When all else falls away…

31 01 2009

“It doesn’t interest me where or what or with whom you have studied. I want to know what sustains you from the inside when all else falls away. I want to know if you can be alone with yourself, and if you truly like the company you keep in the empty moments.”

Oriah mountain Dreamer, Indian Elder.

I think we find out alot about ourselves when we spend time on our own. When we do, we are forced to be with our own thoughts and in a sense we get to know a bit more of who we really are. I’m a people person most of the time. I’ve enjoyed spending the last few weeks hanging out with people again having had to shut myself away for a while with revision for exams. But I’ve been out and about lately having dinner and coffee and going to the movies and walking and talking with friends and it has been great.
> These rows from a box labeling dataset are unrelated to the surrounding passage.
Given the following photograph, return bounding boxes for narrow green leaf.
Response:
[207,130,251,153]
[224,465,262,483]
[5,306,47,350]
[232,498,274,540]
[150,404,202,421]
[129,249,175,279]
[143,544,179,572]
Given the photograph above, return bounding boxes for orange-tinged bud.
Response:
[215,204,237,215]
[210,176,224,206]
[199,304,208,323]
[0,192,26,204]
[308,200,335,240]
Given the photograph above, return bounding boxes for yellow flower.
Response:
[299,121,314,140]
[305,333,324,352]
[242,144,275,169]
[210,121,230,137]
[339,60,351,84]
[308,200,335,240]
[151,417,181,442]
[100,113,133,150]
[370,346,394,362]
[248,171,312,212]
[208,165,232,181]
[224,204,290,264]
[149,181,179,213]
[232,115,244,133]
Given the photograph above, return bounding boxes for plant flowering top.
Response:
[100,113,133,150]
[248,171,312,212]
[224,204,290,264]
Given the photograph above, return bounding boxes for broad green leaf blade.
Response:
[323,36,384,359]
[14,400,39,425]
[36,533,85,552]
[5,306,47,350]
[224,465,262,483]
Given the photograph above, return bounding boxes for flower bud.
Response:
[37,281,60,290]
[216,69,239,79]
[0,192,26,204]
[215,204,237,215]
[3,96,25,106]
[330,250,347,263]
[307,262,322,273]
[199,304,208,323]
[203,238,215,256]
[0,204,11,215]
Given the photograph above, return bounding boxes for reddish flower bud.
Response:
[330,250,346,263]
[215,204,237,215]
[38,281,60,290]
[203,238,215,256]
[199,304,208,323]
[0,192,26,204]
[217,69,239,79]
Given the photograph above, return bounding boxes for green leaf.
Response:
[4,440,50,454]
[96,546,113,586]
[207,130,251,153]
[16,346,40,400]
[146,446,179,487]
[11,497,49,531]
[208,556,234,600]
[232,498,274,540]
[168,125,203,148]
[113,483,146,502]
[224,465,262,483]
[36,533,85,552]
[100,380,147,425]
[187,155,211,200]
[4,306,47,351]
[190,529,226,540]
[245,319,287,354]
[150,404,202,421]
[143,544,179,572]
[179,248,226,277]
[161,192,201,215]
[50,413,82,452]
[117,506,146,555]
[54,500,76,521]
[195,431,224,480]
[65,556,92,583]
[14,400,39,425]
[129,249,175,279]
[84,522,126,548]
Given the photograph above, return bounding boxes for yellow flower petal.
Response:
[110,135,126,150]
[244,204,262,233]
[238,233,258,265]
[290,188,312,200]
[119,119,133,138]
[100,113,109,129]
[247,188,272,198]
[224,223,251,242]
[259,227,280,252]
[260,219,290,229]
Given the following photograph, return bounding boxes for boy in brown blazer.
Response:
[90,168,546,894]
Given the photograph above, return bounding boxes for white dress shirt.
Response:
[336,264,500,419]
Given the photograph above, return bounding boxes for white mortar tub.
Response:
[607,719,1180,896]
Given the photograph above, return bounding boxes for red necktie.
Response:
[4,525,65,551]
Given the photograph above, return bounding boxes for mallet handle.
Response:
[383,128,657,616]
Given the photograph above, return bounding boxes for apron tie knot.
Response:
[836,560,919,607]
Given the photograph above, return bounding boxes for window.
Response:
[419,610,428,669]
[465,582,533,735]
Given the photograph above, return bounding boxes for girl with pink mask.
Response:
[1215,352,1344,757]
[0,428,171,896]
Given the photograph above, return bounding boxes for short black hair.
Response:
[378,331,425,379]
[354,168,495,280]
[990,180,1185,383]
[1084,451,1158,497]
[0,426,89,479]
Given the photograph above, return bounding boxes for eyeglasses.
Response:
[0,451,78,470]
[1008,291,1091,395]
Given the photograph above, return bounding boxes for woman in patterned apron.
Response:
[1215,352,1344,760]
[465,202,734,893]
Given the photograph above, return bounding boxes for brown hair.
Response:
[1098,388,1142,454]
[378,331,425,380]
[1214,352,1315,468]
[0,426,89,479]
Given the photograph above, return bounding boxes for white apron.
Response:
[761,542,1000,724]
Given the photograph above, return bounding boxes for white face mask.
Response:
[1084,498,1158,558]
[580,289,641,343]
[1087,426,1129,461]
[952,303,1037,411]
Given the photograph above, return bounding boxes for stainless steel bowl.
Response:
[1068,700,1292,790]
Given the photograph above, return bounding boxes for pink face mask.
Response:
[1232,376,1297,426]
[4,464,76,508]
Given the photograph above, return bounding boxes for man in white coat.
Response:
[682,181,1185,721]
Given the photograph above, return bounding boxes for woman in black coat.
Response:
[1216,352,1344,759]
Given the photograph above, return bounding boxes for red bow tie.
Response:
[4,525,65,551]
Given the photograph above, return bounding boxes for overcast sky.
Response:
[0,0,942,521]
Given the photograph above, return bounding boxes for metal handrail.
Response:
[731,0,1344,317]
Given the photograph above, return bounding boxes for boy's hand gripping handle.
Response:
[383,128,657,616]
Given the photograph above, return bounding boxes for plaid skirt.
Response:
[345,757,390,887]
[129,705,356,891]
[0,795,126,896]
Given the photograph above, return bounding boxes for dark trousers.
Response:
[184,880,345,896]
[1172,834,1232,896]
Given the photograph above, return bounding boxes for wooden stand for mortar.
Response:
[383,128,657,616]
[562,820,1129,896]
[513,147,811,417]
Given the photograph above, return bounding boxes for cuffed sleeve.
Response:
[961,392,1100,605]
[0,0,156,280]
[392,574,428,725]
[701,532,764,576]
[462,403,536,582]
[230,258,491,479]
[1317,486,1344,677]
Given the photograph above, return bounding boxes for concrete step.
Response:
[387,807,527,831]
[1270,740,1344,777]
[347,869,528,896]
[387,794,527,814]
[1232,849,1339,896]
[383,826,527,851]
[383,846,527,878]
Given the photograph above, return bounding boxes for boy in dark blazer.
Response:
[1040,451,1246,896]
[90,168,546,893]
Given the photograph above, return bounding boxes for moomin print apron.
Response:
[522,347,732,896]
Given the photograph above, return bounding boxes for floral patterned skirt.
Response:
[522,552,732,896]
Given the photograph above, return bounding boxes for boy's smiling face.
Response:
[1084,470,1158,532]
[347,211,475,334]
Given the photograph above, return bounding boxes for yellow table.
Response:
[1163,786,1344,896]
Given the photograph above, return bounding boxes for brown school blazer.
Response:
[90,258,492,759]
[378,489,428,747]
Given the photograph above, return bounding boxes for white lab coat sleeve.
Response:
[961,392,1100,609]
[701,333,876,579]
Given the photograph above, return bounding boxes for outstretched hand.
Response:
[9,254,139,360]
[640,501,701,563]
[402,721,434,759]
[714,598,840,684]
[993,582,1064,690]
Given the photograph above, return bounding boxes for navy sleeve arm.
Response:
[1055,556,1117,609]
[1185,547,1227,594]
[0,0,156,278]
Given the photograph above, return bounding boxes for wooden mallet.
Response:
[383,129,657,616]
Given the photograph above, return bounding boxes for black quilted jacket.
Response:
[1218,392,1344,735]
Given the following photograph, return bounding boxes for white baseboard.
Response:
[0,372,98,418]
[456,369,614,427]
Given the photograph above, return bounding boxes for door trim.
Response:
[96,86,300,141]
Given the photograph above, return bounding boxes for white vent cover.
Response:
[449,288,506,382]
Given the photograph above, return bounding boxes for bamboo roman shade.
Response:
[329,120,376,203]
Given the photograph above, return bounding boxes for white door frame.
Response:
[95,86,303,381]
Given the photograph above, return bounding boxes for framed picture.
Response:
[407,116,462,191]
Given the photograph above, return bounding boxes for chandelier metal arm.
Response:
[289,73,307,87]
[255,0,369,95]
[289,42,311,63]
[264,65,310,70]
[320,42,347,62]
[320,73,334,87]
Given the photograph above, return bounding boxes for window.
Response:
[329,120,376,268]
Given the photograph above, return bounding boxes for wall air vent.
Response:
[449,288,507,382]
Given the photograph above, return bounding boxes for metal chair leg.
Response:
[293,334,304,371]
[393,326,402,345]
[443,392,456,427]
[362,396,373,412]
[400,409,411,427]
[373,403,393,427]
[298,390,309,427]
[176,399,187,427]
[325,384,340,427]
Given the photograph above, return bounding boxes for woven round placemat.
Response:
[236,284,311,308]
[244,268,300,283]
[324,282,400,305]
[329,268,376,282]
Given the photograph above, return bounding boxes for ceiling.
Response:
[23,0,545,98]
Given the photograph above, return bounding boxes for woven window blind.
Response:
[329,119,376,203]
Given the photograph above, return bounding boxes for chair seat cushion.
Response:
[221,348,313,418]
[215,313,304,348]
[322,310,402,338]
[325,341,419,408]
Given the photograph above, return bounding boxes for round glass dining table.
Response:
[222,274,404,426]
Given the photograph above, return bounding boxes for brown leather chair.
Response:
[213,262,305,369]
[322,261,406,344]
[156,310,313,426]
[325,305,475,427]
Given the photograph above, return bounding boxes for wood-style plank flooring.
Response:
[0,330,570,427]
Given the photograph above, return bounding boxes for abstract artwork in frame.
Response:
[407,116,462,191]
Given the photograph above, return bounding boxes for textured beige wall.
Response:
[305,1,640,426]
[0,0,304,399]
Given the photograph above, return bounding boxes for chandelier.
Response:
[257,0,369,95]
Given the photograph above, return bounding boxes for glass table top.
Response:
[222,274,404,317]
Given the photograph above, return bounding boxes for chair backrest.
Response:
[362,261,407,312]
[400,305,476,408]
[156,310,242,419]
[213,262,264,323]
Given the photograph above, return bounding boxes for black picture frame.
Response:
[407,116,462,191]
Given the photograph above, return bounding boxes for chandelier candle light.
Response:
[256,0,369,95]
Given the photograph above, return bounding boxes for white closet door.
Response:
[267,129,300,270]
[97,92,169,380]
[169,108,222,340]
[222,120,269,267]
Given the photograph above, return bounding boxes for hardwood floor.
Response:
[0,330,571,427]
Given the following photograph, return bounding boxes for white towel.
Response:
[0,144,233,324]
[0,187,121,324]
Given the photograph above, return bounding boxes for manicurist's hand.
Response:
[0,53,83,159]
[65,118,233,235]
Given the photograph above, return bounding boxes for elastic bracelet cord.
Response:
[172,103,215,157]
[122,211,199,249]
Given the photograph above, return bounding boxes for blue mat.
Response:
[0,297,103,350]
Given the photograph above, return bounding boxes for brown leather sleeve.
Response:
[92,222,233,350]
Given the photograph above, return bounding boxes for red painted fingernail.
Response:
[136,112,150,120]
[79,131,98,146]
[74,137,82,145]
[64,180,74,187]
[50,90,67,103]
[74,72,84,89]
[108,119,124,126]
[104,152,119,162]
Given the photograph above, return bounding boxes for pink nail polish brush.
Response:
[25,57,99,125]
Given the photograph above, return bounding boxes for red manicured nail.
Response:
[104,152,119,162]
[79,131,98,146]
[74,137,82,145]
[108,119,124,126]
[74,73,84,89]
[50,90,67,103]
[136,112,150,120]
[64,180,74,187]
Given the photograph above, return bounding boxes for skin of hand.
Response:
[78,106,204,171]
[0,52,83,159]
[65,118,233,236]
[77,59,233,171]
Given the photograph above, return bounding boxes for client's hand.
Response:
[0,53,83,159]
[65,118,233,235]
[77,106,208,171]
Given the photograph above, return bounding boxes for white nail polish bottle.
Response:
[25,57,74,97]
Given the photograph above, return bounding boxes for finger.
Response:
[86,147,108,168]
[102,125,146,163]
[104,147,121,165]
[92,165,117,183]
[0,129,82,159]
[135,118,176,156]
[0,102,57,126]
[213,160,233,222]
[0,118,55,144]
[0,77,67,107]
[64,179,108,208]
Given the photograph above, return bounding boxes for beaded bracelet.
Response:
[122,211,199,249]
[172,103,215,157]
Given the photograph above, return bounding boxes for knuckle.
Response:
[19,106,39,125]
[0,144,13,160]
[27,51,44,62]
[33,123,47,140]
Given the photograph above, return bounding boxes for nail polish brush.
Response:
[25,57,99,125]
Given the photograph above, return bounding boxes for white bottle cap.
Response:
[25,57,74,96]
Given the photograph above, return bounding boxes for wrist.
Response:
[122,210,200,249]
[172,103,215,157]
But I also like time on my own. Sometimes I fill this time with music or reading. Sometimes I can become so distracted by the simplest of things. Other times I find solitude good for me, good for the soul. I can empty my brain of everything from the outside world and reconnect with God. It takes those times for me to reign myself in from being so occupied with what is going on in my own immediate world. I’m also so aware of my selfishness and sinfulness. But it is in this time and space, on my own, that I am so aware of the God in whom I trust and believe in. It’s where I find rest and security and peace, and in a world where we have pressures coming at us left, right and centre everyday it is good to make time and to take space, often on our own, and remove ourselves from the rat race.





30 words…

25 01 2009

An expert in the law asks Jesus, “What must I do to inherit eternal life?” Jesus responds with a question of his own, “What is written in the Law? How do you read it?” The expert replies as follows…

“‘Love the Lord your God with all your heart and with all your soul and with all your strength and with all your mind’ and, ‘Love your neighbour as yourself.’”

And so in 30 words we have perhaps the most concise conceptualisation of what it is to be a Christ-follower.

I think we all wrestle with orthodoxy (right belief) and orthopraxy (right practice). In a sense it is easier to give a ‘good’ and ‘right’ and ‘biblical’ answer to the searching questions that so many people ask. However, the problem lies in the gap that often exists between what we believe in our heads and the way we live our lives as an outworking of what we believe in, or more precisely in whom we believe in - Jesus.

I am guilty of a pursuit for intellectual knowledge – I never used to read but now I can’t get enough of it. Whilst I don’t think this is necessarily a bad thing, in isolation it means nothing more than a head knowledge and a head response to Jesus. The person of Jesus must break our hearts and mould our responses to the people we share our lives with, the communtites in which we live, the places where we work and study.

May we not cause others around us to think what Mahatma Ghandi said upon observing the Believers of his time,

“I like your Christ, I do not like your Christians. Your Christians are so unlike your Christ.”